A random matrix \(\mathcal{B} \in \mathbb{R}^{d \times p}\) with Bernoulli(0.5) entries maps the feature vector into the cost coefficients: \(c_i^j = \big[\tfrac{1}{{3.5}^{deg}} \big(\tfrac{1}{\sqrt{p}}(\mathcal{B} \mathbf{x}_i)_j + 3\big)^{deg} + 1\big] \cdot \epsilon_i^j\).

pyepo.data.shortestpath.genData(num_data: int, num_features: int, grid: tuple[int, int], deg: int = 1, noise_width: float = 0, seed: int = 135) tuple[ndarray, ndarray]

Generate synthetic feature-cost pairs for the shortest path problem.

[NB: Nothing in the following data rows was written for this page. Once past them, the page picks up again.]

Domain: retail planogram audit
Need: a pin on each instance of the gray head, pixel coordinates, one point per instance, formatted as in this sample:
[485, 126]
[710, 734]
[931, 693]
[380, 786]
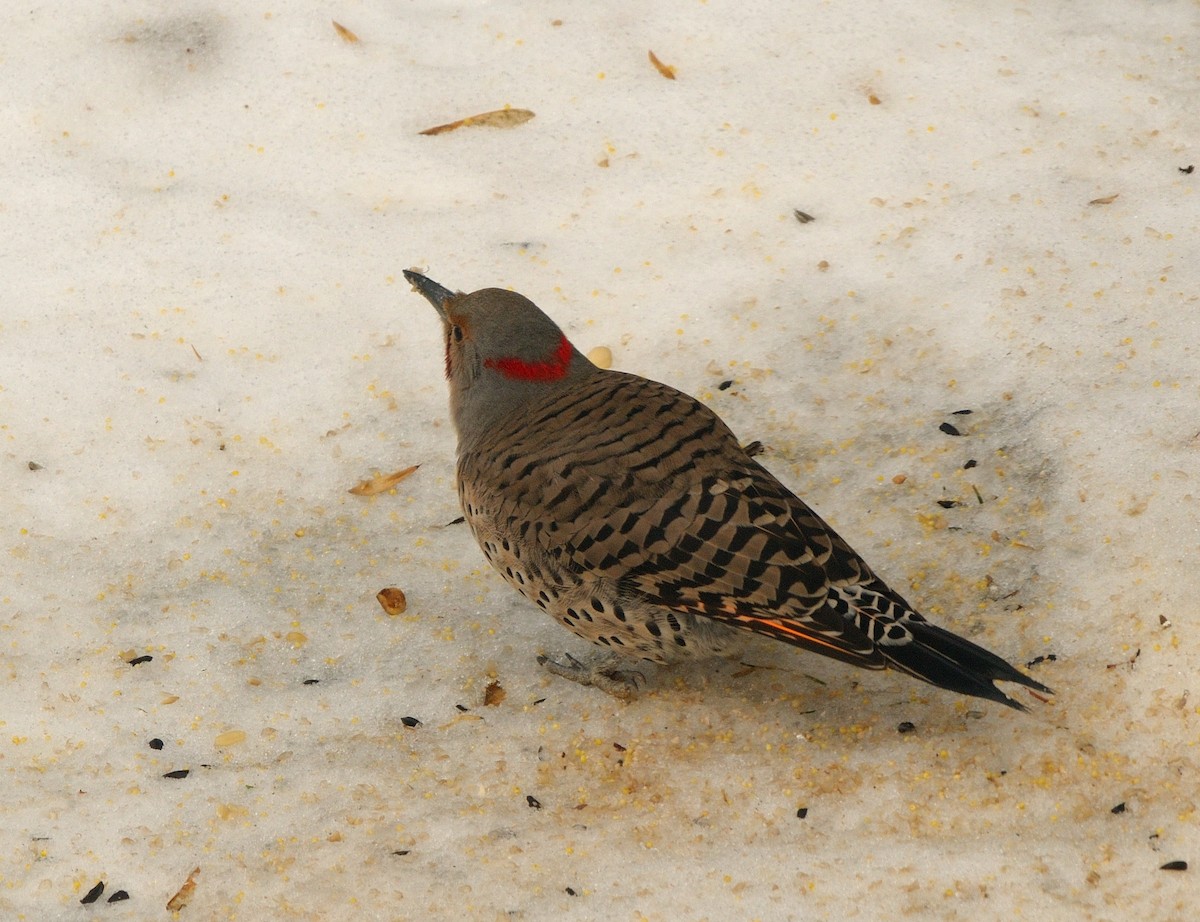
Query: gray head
[502, 352]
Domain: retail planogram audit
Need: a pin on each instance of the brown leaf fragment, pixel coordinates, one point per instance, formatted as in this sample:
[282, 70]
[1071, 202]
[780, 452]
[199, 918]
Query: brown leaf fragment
[493, 694]
[666, 70]
[393, 600]
[382, 483]
[351, 37]
[505, 118]
[185, 893]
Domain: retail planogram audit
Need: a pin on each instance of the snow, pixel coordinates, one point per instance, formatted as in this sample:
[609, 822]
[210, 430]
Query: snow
[205, 341]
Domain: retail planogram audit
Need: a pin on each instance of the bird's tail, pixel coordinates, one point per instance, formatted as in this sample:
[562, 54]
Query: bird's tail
[945, 659]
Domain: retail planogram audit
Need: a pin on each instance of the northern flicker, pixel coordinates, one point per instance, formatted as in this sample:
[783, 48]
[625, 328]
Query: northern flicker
[629, 513]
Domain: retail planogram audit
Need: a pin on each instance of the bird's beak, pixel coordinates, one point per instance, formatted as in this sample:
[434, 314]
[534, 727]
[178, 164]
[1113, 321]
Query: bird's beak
[433, 293]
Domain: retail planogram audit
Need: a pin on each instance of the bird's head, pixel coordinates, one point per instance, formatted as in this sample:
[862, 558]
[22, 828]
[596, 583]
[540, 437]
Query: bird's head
[501, 352]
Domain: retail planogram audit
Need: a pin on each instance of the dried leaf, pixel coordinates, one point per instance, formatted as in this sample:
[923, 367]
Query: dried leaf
[493, 694]
[393, 600]
[505, 118]
[185, 893]
[382, 483]
[666, 70]
[345, 33]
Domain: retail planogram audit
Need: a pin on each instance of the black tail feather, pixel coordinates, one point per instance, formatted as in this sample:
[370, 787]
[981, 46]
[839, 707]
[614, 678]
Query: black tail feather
[951, 662]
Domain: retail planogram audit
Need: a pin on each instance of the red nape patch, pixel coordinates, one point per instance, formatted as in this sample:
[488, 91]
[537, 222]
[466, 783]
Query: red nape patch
[552, 369]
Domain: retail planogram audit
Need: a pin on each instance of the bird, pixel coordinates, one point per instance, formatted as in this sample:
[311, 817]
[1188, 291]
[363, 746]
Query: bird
[629, 512]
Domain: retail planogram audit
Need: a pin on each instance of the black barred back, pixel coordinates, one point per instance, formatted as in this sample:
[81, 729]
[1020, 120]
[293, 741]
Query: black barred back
[629, 494]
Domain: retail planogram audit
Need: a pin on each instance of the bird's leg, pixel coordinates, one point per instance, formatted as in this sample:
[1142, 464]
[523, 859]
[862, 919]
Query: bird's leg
[603, 671]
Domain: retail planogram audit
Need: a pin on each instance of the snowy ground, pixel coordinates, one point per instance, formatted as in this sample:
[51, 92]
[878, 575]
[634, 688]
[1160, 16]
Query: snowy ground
[205, 340]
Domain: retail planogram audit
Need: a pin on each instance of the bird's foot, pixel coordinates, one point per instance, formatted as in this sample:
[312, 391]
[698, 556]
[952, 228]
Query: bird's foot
[603, 671]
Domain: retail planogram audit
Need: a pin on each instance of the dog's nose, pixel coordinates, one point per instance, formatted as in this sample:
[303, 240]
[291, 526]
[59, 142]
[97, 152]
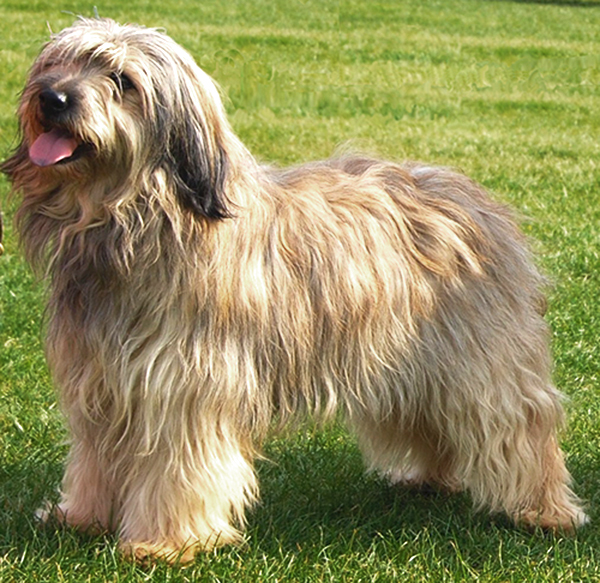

Features are sampled from a standard multivariate Gaussian \(\mathcal{N}(0, \mathbf{I})\). A random Bernoulli(0.5) matrix \(\mathcal{B}\) maps each feature vector into the edge-cost coefficients via a polynomial of degree deg, scaled by multiplicative uniform noise of half-width noise_width.

Parameters:
  • num_data – number of data points

  • num_features – dimension of features

  • grid – size of grid network

  • deg – polynomial degree of the feature-to-cost mapping

  • noise_width – half-width of the multiplicative uniform noise

  • seed – random seed (default 135 for reproducibility)

Returns:

data features (np.ndarray), costs (np.ndarray)

Return type:

tuple

import pyepo

num_data = 1000 # number of data
num_feat = 5 # size of feature
grid = (5,5) # grid size
x, c = pyepo.data.shortestpath.genData(num_data, num_feat, grid, deg=4, noise_width=0, seed=135)

Knapsack

Only the cost coefficients are uncertain; item weights are fixed. Let \(m\) be the number of items and \(k\) the number of resource dimensions. The weights \(\mathcal{W} \in \mathbb{R}^{k \times m}\) are sampled from 3 to 8 with one decimal place of precision. The cost coefficients are \(c_i^j = \big\lceil \big[\tfrac{5}{{3.5}^{deg}} \big(\tfrac{1}{\sqrt{p}}(\mathcal{B} \mathbf{x}_i)_j + 3\big)^{deg} + 1\big] \cdot \epsilon_i^j \big\rceil\).

pyepo.data.knapsack.genData(num_data: int, num_features: int, num_items: int, dim: int = 1, deg: int = 1, noise_width: float = 0, seed: int = 135) tuple[ndarray, ndarray, ndarray]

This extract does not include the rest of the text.